Santos Dumont e a conquista dos ares
Inventor brasileiro venceu Prêmio Archdeacon voando com o 14-Bis em Paris; 1ª vez em que uma aeronave realizava voo após decolar por meios próprios
Há 118 anos, em 23 de outubro de 1906, o inventor brasileiro Alberto Santos Dumont vencia o Prêmio Archdeacon, voando com o 14-Bis em Paris. Era a primeira vez na história em que uma aeronave realizava um voo após decolar por meios próprios — sem a necessidade de rampas, trilhos ou catapultas.
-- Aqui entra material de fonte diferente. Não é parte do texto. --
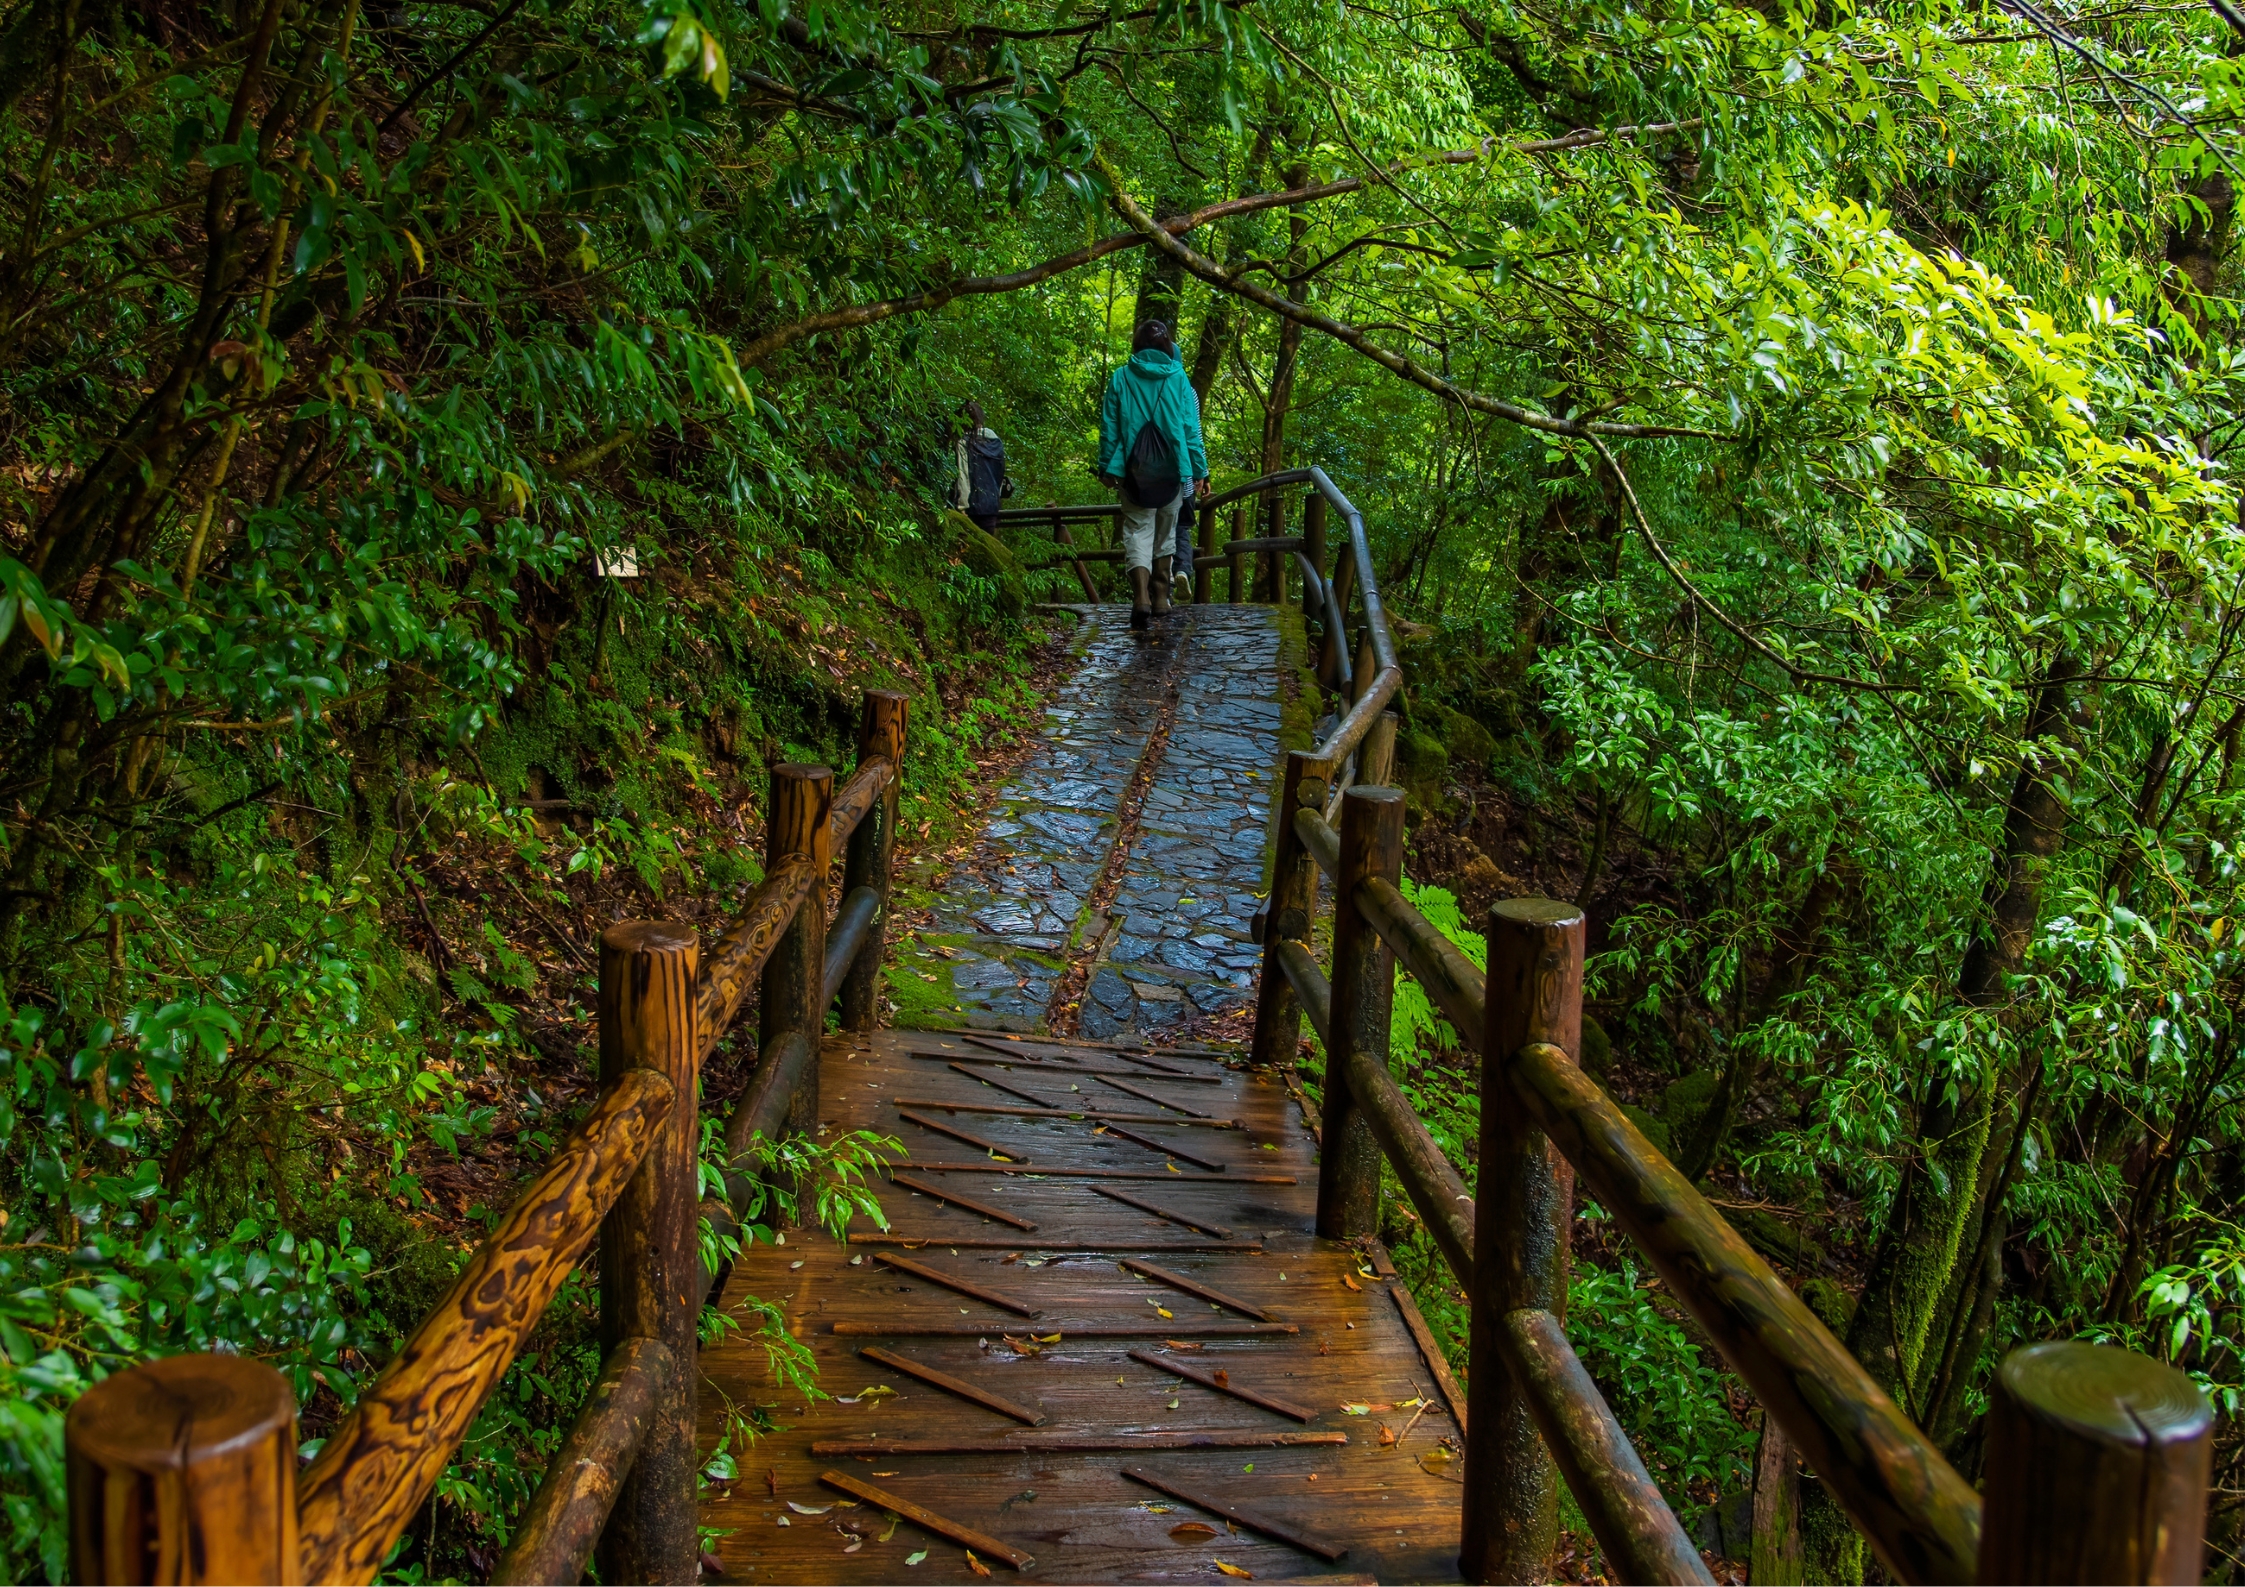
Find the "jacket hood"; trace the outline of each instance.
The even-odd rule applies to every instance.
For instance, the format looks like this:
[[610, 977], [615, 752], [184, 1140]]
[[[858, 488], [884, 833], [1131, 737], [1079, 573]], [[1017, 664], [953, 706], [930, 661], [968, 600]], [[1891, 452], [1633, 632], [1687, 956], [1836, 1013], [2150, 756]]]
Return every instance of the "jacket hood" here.
[[1158, 347], [1130, 355], [1130, 372], [1141, 380], [1167, 380], [1177, 373], [1178, 362]]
Não existe consenso entre historiadores e aeronautas sobre quem foi o responsável por efetuar o primeiro voo de avião — uma vez que não há sequer consenso sobre o que seria o primeiro avião. Como reflexo do poderio econômico e da grande influência da indústria do entretenimento e dos aparelhos ideológicos norte-americanos, a reivindicação do título de “inventores do avião” pelos irmãos Orville e Wilbur Wright costuma ser mais difundida e naturalizada nos países anglófonos e no Ocidente.
Há, entretanto, uma série de pioneiros da aviação ativos entre o fim do século 19 e a primeira década do século 20 que também reivindicaram a paternidade da invenção.
Os primeiros voos com uma máquina mais pesada do que o ar são atribuídos ao aviador francês Clément Ader, que construiu três protótipos de avião entre 1890 e 1897. Suas máquinas, entretanto, não possuíam estabilidade nem controle e por isso não costumam ser considerados como aviões propriamente ditos. Há relatos de que o indiano Shivkar Bapuji Talpade teria voado a bordo da aeronave Marutsakhā em 1895, porém não existem registros historiográficos ou provas documentais coevas de tal feito.
O alemão Gustave Whitehead também alegou ter voado a bordo de uma aeronave motorizada em 1902, mas não há registro do voo. O neozelandês Richard Pearse voou em um monoplano em março de 1903, mas a máquina também não possuía controle ou estabilidade. O Aerodrome desenvolvido pelo norte-americano Samuel Langley fez duas tentativas de voo em outubro de 1903. A aeronave, entretanto, não se manteve no ar por mais do que alguns poucos metros. Karl Jatho, outro aeronauta alemão, alegou ter voado em 1903, porém só apresentou testemunhas validando sua alegação cerca de 30 anos após essa data.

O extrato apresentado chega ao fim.